Exhibition curators continue topic of 1990s in their lectures
Those who want to learn more about the 1990s are invited to lectures at MO Museum by the curators of the exhibition “The Origin of Species: 1990s DNA“. The first lecture by Aurimas Svedas was on “The design of the meaning of life in the 1990s and the transformation of our biographies into history”. On 13 November Vaidas Jauniškis will give a lecture “Stage drama: possibility for the alternative and wreckage of hopes”. It will cover the topic of new spaces and new ways to engage with the visitors, as well as the possibilities for this engagement in the country that was not yet ready to patronise artists.
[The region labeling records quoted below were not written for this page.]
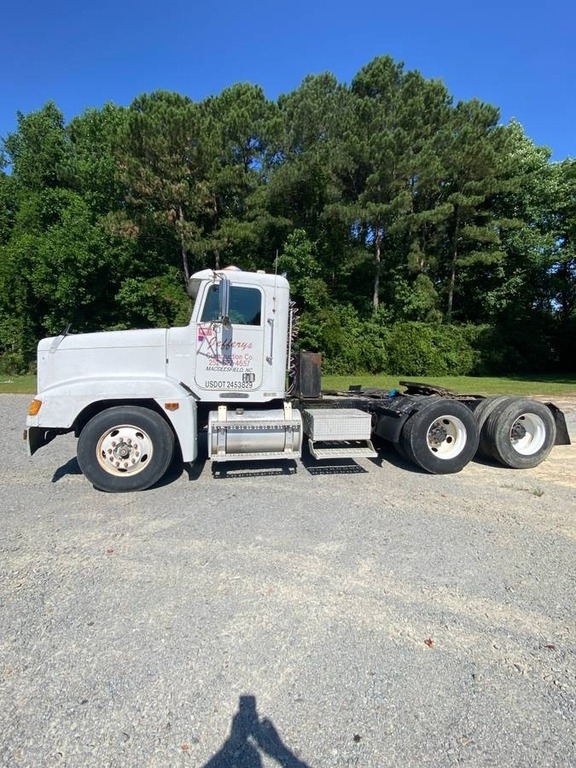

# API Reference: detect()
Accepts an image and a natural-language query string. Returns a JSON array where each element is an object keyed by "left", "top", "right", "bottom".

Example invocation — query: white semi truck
[{"left": 25, "top": 268, "right": 570, "bottom": 492}]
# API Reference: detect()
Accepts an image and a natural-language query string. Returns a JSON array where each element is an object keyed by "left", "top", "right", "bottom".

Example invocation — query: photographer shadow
[{"left": 203, "top": 696, "right": 310, "bottom": 768}]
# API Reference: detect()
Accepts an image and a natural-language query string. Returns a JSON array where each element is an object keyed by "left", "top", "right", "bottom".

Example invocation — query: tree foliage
[{"left": 0, "top": 56, "right": 576, "bottom": 375}]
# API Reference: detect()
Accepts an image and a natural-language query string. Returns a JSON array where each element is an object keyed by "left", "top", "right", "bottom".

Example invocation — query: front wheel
[
  {"left": 401, "top": 399, "right": 479, "bottom": 475},
  {"left": 77, "top": 406, "right": 174, "bottom": 493}
]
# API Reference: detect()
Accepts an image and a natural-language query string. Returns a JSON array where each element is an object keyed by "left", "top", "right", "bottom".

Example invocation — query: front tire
[
  {"left": 401, "top": 399, "right": 479, "bottom": 475},
  {"left": 77, "top": 406, "right": 174, "bottom": 493}
]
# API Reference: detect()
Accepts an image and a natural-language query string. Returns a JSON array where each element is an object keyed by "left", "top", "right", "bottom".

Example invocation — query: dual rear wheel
[{"left": 397, "top": 396, "right": 556, "bottom": 474}]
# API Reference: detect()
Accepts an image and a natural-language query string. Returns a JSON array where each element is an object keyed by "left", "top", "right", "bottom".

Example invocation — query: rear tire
[
  {"left": 474, "top": 395, "right": 512, "bottom": 459},
  {"left": 77, "top": 406, "right": 174, "bottom": 493},
  {"left": 485, "top": 398, "right": 556, "bottom": 469},
  {"left": 401, "top": 399, "right": 479, "bottom": 475}
]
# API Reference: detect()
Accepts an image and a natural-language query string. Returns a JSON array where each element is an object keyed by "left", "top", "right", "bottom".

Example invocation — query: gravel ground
[{"left": 0, "top": 395, "right": 576, "bottom": 768}]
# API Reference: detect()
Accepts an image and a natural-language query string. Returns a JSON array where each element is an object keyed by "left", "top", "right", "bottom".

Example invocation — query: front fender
[{"left": 26, "top": 377, "right": 197, "bottom": 462}]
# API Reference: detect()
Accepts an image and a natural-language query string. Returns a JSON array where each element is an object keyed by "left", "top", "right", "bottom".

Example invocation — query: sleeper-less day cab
[{"left": 25, "top": 268, "right": 570, "bottom": 492}]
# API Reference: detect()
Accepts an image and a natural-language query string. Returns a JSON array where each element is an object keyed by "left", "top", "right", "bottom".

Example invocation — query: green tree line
[{"left": 0, "top": 56, "right": 576, "bottom": 375}]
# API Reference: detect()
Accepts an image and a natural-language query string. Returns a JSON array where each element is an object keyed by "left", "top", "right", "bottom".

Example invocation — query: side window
[
  {"left": 200, "top": 285, "right": 220, "bottom": 323},
  {"left": 200, "top": 285, "right": 262, "bottom": 325}
]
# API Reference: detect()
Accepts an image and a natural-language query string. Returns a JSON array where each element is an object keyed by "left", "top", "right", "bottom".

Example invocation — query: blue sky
[{"left": 0, "top": 0, "right": 576, "bottom": 160}]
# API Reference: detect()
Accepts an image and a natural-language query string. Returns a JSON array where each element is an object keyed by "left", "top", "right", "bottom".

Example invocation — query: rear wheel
[
  {"left": 78, "top": 406, "right": 174, "bottom": 493},
  {"left": 401, "top": 399, "right": 479, "bottom": 475},
  {"left": 484, "top": 398, "right": 556, "bottom": 469},
  {"left": 474, "top": 395, "right": 512, "bottom": 459}
]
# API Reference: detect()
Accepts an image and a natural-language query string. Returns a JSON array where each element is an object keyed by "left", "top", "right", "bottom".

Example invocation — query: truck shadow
[
  {"left": 50, "top": 456, "right": 82, "bottom": 483},
  {"left": 202, "top": 696, "right": 311, "bottom": 768},
  {"left": 212, "top": 459, "right": 297, "bottom": 480}
]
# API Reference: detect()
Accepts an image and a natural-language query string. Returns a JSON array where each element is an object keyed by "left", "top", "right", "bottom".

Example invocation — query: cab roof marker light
[{"left": 28, "top": 397, "right": 42, "bottom": 416}]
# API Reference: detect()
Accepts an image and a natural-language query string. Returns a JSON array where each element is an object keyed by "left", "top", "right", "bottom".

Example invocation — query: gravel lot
[{"left": 0, "top": 395, "right": 576, "bottom": 768}]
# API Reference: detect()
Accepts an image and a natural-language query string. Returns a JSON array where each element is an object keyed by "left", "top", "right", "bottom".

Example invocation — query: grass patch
[
  {"left": 0, "top": 373, "right": 36, "bottom": 395},
  {"left": 322, "top": 374, "right": 576, "bottom": 397}
]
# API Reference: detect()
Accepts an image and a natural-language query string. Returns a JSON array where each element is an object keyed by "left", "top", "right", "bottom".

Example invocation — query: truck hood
[{"left": 38, "top": 328, "right": 167, "bottom": 392}]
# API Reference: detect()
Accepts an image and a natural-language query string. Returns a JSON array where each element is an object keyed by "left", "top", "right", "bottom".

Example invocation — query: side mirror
[{"left": 218, "top": 275, "right": 230, "bottom": 325}]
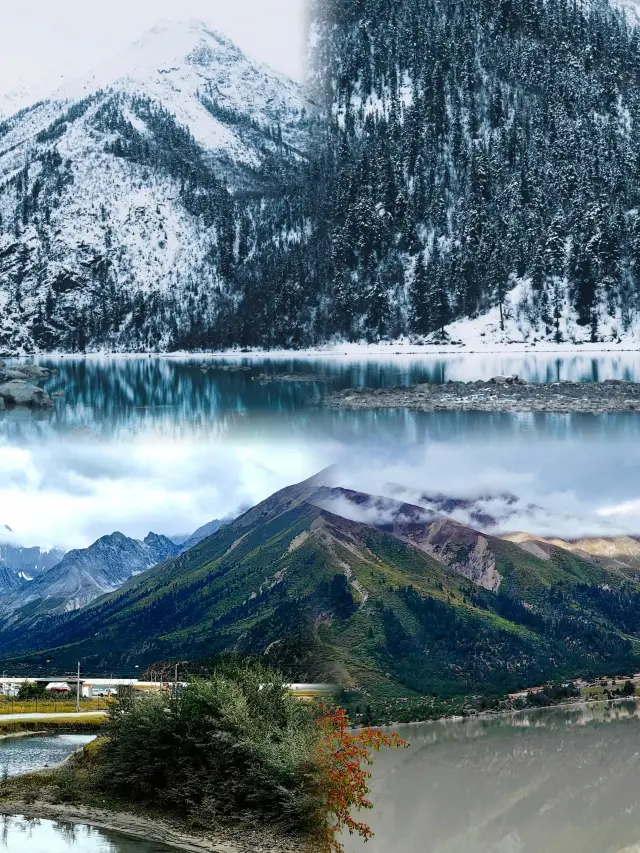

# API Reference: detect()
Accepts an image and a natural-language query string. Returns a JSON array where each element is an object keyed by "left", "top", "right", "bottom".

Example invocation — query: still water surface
[
  {"left": 0, "top": 353, "right": 640, "bottom": 442},
  {"left": 0, "top": 734, "right": 95, "bottom": 776},
  {"left": 0, "top": 816, "right": 171, "bottom": 853},
  {"left": 344, "top": 702, "right": 640, "bottom": 853}
]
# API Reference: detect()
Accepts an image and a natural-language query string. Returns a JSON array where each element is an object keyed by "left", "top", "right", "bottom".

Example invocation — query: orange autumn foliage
[{"left": 313, "top": 705, "right": 408, "bottom": 853}]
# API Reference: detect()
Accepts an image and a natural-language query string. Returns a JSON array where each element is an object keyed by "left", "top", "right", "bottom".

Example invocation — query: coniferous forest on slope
[
  {"left": 6, "top": 0, "right": 640, "bottom": 351},
  {"left": 114, "top": 0, "right": 640, "bottom": 347}
]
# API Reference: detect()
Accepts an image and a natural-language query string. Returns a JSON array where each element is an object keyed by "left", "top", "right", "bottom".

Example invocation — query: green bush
[{"left": 97, "top": 664, "right": 317, "bottom": 829}]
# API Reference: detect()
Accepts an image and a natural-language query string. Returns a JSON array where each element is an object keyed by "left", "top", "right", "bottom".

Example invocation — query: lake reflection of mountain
[
  {"left": 0, "top": 354, "right": 640, "bottom": 443},
  {"left": 346, "top": 702, "right": 640, "bottom": 853}
]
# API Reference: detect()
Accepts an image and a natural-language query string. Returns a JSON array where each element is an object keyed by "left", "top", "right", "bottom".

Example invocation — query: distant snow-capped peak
[{"left": 50, "top": 20, "right": 308, "bottom": 148}]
Jauniškis will reveal the history of the alternative theatre and will tell about democracy and visitors‘ experience, openness and the courage to be different.
On 27 November Mantas Pelakauskas will continue the curators’ lecture cycle by introducing the TOP-list of the Lithuanian music. According to Pelakauskas himself, this will be a rather unusual and a little bit satirical lecture.
On 4 December Tomas Vaiseta will talk about the revolution – the sexual rather than the musical revolution – that took place in the 1990s. The lecture will cover the attitude towards sexuality which emerged in the society during the Soviet era, and how much people’s sexual behaviour changed in the early 1990s, how talking about sexuality evolved, public spaces got eroticised and what all those processes actually meant.